This is a really enjoyable historical novel, telling the story of Elizabeth of York from her childhood to her death. It’s quite lightly written, but covers all the main events of the time insofar as they affected Elizabeth.
History gives us two versions of the young Elizabeth – the heroine of The Song of the Lady Bessy, working towards marriage with the future Henry VII because she believed that her uncle Richard III had murdered her brothers, and the scheming minx who wanted to marry Richard and was plotting it even before Anne Neville was dead. Alison Weir largely goes for the first version, but works with the second by saying that Richard wanted to marry Elizabeth, talked her into the idea by claiming that Buckingham had spirited the boys away, then changed his mind. We later see relatives of James Tyrell confirming that he’d had the boys murdered on Richard’s orders.

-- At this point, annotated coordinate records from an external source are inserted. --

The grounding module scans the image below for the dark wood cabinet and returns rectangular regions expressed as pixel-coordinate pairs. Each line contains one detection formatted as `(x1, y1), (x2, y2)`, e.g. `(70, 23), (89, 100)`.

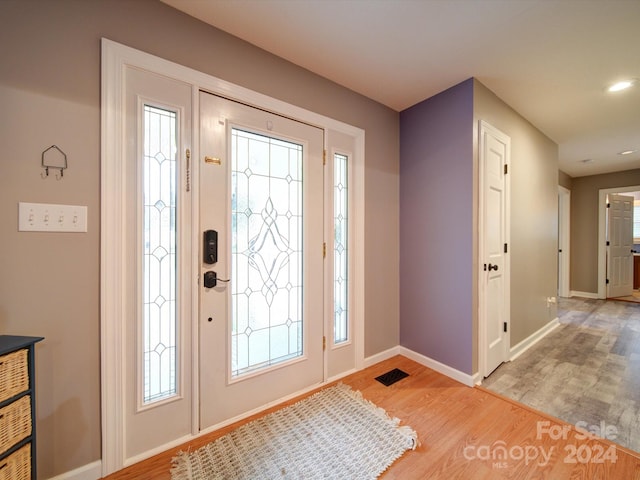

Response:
(0, 335), (42, 480)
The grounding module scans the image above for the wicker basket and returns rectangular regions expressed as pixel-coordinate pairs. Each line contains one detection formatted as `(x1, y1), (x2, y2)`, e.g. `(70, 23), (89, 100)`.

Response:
(0, 349), (29, 402)
(0, 395), (31, 452)
(0, 443), (31, 480)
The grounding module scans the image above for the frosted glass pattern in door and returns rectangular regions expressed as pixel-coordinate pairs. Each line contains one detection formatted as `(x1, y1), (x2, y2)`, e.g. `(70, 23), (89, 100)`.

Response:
(142, 105), (177, 404)
(333, 154), (349, 345)
(231, 128), (303, 377)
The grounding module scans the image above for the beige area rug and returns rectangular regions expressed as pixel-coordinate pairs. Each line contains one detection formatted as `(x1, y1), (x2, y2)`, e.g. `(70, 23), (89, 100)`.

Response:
(171, 384), (417, 480)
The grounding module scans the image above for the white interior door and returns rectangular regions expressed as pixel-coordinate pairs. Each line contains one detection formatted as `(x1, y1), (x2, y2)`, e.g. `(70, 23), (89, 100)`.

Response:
(479, 122), (510, 376)
(199, 92), (324, 429)
(607, 194), (634, 298)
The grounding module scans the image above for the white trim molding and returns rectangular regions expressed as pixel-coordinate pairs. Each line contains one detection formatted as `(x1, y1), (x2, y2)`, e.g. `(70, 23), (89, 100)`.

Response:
(100, 38), (366, 476)
(509, 317), (560, 361)
(596, 185), (640, 299)
(49, 460), (102, 480)
(569, 290), (600, 299)
(398, 346), (476, 387)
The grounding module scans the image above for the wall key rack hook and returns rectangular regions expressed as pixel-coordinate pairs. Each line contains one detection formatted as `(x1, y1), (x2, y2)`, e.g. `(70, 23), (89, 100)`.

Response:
(40, 145), (67, 180)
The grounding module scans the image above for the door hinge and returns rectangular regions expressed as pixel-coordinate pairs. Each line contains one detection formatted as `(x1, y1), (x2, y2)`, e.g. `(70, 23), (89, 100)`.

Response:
(185, 148), (191, 192)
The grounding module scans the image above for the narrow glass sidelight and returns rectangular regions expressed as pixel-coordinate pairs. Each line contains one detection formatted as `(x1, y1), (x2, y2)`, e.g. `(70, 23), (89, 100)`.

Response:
(142, 105), (178, 405)
(333, 153), (349, 345)
(231, 128), (304, 378)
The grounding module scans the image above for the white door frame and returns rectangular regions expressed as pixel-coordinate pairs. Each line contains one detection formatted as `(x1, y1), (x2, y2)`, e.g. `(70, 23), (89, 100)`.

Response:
(558, 185), (571, 297)
(477, 120), (511, 379)
(597, 185), (640, 299)
(100, 38), (365, 476)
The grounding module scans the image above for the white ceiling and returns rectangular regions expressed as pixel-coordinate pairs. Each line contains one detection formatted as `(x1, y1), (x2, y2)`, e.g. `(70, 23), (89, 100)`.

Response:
(162, 0), (640, 177)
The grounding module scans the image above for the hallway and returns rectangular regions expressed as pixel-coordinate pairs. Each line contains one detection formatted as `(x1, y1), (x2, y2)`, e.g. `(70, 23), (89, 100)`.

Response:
(482, 297), (640, 452)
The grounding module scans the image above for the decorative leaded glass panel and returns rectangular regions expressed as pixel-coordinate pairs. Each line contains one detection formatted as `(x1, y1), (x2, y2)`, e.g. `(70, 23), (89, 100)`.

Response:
(142, 105), (177, 404)
(231, 128), (303, 377)
(333, 154), (349, 345)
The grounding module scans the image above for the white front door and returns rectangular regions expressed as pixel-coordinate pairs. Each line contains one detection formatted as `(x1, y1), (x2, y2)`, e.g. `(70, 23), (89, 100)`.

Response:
(198, 92), (324, 429)
(607, 194), (634, 298)
(479, 122), (510, 376)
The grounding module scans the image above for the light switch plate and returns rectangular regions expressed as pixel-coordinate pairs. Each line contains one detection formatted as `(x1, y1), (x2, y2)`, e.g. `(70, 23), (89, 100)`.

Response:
(18, 202), (87, 232)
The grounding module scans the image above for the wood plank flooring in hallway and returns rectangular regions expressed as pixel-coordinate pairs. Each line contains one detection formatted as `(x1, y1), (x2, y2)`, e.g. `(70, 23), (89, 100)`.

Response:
(106, 356), (640, 480)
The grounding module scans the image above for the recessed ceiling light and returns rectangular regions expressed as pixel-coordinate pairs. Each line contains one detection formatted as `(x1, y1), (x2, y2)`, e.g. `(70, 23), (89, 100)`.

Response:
(607, 80), (636, 92)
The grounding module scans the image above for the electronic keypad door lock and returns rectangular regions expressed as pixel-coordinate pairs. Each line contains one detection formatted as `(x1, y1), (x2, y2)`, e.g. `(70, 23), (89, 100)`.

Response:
(202, 230), (218, 265)
(204, 270), (231, 288)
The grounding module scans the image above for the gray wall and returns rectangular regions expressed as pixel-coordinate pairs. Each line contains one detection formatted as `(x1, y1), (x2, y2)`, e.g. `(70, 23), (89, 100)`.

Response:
(0, 0), (399, 478)
(400, 79), (558, 374)
(474, 80), (558, 347)
(570, 169), (640, 294)
(400, 79), (475, 374)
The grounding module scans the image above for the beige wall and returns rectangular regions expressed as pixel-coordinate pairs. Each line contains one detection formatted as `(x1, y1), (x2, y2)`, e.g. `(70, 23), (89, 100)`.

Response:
(0, 0), (399, 472)
(558, 170), (573, 190)
(570, 169), (640, 294)
(474, 80), (558, 347)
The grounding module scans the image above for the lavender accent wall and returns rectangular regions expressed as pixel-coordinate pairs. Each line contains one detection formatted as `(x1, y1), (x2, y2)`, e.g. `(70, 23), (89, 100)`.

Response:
(400, 79), (475, 374)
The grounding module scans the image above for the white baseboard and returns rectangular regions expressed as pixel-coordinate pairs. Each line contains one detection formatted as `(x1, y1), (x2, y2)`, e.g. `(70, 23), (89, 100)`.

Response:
(509, 317), (560, 361)
(569, 290), (598, 299)
(363, 345), (401, 368)
(398, 346), (475, 387)
(49, 460), (102, 480)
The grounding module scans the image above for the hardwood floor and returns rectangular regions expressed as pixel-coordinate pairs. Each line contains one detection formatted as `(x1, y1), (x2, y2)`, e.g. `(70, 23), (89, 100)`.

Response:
(106, 356), (640, 480)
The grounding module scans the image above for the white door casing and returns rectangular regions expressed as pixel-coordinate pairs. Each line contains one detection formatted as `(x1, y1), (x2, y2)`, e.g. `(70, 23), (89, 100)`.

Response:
(607, 193), (634, 298)
(100, 39), (365, 476)
(478, 121), (511, 376)
(558, 187), (571, 297)
(199, 92), (324, 429)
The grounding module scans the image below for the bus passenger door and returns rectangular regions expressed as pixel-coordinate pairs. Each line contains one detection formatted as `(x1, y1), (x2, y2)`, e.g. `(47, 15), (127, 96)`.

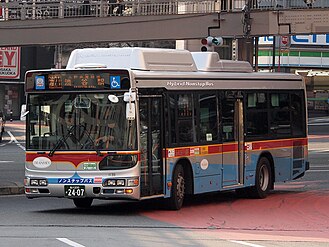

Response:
(222, 95), (244, 188)
(139, 95), (163, 197)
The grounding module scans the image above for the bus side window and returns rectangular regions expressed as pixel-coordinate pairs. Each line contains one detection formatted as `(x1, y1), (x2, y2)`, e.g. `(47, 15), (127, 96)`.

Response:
(291, 93), (306, 136)
(199, 93), (218, 142)
(245, 92), (268, 137)
(270, 93), (291, 137)
(169, 93), (197, 145)
(222, 99), (235, 142)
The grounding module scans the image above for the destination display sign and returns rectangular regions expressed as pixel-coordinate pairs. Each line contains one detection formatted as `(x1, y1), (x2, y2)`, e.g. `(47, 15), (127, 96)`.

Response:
(25, 70), (130, 91)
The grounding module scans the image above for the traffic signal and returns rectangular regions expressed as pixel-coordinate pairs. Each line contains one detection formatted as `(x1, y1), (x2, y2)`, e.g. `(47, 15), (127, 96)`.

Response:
(201, 36), (223, 51)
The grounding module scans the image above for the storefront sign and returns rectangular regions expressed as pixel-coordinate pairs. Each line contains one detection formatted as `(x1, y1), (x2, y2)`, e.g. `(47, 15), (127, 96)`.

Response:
(0, 47), (21, 79)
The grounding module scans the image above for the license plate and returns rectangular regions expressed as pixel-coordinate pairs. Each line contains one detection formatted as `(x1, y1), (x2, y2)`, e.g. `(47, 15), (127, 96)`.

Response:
(64, 185), (86, 197)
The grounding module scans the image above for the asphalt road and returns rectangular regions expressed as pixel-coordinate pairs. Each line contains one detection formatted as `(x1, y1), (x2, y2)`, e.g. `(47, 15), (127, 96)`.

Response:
(0, 118), (329, 247)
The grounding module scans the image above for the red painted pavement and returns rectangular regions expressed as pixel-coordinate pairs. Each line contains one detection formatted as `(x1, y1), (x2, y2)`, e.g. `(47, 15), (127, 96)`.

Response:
(143, 187), (329, 242)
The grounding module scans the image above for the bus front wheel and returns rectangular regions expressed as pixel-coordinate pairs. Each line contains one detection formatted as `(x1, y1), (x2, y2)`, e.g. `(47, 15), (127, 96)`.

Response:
(250, 157), (272, 199)
(73, 198), (93, 208)
(168, 164), (185, 210)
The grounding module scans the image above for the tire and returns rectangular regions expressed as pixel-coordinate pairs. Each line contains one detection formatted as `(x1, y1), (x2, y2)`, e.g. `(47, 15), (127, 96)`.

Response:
(73, 198), (93, 208)
(168, 164), (186, 210)
(249, 157), (272, 199)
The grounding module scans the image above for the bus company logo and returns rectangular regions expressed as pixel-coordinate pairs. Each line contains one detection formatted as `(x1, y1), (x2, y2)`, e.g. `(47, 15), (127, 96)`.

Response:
(35, 75), (46, 90)
(32, 157), (51, 169)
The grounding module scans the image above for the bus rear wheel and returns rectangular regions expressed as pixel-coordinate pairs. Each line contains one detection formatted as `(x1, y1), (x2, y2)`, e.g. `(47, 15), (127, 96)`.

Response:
(73, 198), (93, 208)
(249, 157), (272, 199)
(168, 164), (185, 210)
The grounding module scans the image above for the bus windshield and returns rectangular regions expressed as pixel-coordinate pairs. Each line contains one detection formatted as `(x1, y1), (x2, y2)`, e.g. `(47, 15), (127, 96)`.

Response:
(27, 92), (137, 153)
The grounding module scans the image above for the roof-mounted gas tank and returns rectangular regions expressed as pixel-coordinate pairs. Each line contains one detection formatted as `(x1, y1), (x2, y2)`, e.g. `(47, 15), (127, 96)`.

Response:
(192, 52), (253, 73)
(66, 47), (197, 72)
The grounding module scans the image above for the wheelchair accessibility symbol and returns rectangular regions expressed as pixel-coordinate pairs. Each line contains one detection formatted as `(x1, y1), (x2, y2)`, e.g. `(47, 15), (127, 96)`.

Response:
(110, 76), (121, 89)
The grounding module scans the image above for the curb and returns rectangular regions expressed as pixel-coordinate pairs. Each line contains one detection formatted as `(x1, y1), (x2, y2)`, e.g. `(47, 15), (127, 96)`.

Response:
(0, 183), (24, 196)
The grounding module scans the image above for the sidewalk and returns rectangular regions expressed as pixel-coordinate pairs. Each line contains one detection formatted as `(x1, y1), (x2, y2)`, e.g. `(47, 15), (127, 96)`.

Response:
(0, 120), (25, 196)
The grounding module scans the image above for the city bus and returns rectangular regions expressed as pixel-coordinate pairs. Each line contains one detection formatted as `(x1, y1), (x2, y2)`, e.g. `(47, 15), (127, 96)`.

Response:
(24, 48), (309, 210)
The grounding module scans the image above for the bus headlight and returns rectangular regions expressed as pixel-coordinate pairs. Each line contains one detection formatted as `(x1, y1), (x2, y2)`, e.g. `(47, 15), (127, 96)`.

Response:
(30, 179), (39, 186)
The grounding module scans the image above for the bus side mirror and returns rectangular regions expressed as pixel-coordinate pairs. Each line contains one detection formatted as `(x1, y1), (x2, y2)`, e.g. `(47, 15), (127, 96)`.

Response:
(126, 102), (136, 120)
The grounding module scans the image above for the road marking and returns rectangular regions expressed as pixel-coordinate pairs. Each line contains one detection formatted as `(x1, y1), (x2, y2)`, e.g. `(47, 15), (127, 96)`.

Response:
(7, 130), (25, 151)
(228, 240), (264, 247)
(56, 238), (85, 247)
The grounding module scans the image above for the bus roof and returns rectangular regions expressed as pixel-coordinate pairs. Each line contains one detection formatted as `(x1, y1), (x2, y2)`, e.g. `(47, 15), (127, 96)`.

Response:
(66, 47), (197, 72)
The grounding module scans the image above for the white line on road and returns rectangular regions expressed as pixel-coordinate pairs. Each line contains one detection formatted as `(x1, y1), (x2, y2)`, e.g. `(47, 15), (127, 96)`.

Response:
(7, 130), (25, 151)
(228, 240), (264, 247)
(56, 238), (85, 247)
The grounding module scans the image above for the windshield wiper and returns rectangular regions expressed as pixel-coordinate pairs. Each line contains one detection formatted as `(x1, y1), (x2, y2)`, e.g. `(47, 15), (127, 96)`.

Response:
(79, 124), (103, 156)
(48, 124), (102, 157)
(48, 125), (76, 157)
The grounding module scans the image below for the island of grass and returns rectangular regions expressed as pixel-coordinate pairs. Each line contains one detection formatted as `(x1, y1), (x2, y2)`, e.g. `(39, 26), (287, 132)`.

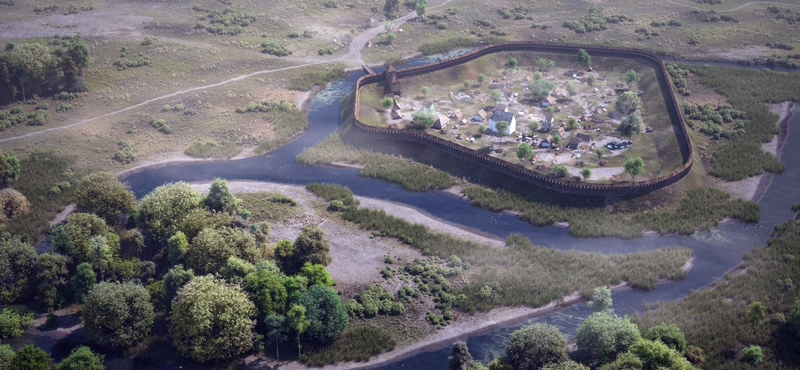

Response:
(356, 44), (690, 185)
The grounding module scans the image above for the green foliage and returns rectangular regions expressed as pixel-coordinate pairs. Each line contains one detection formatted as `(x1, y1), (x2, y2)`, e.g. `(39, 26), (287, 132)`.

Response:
(8, 344), (53, 370)
(203, 178), (242, 215)
(300, 326), (395, 366)
(75, 172), (136, 225)
(0, 306), (33, 339)
(170, 276), (256, 363)
(56, 346), (105, 370)
(644, 323), (686, 353)
(289, 65), (346, 91)
(506, 324), (569, 370)
(83, 283), (154, 348)
(575, 311), (640, 364)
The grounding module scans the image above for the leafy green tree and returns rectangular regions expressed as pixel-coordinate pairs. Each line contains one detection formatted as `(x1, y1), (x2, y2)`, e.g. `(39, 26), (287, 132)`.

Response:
(51, 213), (120, 267)
(503, 57), (517, 69)
(264, 315), (289, 361)
(8, 344), (53, 370)
(244, 266), (289, 319)
(167, 231), (189, 265)
(300, 262), (336, 287)
(186, 227), (259, 274)
(75, 172), (136, 225)
(617, 91), (642, 114)
(506, 324), (569, 370)
(630, 338), (694, 370)
(164, 265), (194, 311)
(203, 178), (242, 215)
(276, 226), (330, 274)
(581, 286), (614, 311)
(517, 143), (533, 161)
(447, 340), (472, 370)
(576, 49), (592, 68)
(624, 157), (644, 181)
(0, 237), (36, 305)
(286, 305), (311, 356)
(625, 69), (639, 85)
(530, 79), (556, 98)
(575, 311), (641, 364)
(169, 275), (256, 363)
(296, 285), (349, 345)
(745, 302), (767, 325)
(741, 345), (764, 365)
(644, 323), (686, 353)
(56, 346), (105, 370)
(83, 283), (154, 348)
(137, 182), (203, 247)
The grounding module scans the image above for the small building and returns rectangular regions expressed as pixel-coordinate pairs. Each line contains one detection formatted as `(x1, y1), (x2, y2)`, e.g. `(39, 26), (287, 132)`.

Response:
(433, 114), (450, 130)
(489, 109), (517, 135)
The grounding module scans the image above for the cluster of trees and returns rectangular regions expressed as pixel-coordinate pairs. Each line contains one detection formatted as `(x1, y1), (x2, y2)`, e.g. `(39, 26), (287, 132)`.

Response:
(0, 36), (90, 103)
(0, 172), (349, 368)
(447, 287), (708, 370)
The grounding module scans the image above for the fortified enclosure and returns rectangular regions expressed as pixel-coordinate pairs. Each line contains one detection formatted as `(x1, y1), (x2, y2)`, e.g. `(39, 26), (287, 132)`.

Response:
(352, 42), (693, 196)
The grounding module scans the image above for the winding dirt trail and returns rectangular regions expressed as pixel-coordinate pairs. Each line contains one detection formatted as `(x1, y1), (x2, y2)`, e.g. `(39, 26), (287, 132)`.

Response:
(0, 0), (453, 143)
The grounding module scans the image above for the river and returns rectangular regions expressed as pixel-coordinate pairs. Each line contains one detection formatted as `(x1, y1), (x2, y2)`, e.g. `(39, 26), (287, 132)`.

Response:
(124, 59), (800, 369)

Elizabeth, Henry, Margaret Beaufort and Elizabeth Woodville/Wydeville are all quite favourably portrayed in this. It’s a very nice, gentle book, considering that it covers some very violent times! There are going to be two sequels: going into the first one, it takes the traditional view that Arthur was always sickly, and that his marriage to Catherine of Aragon was never consummated. It takes the traditional view on pretty much everything, which I’d much rather have than people making up nonsense just for the sake of being different.
I really enjoyed this, and highly recommend it.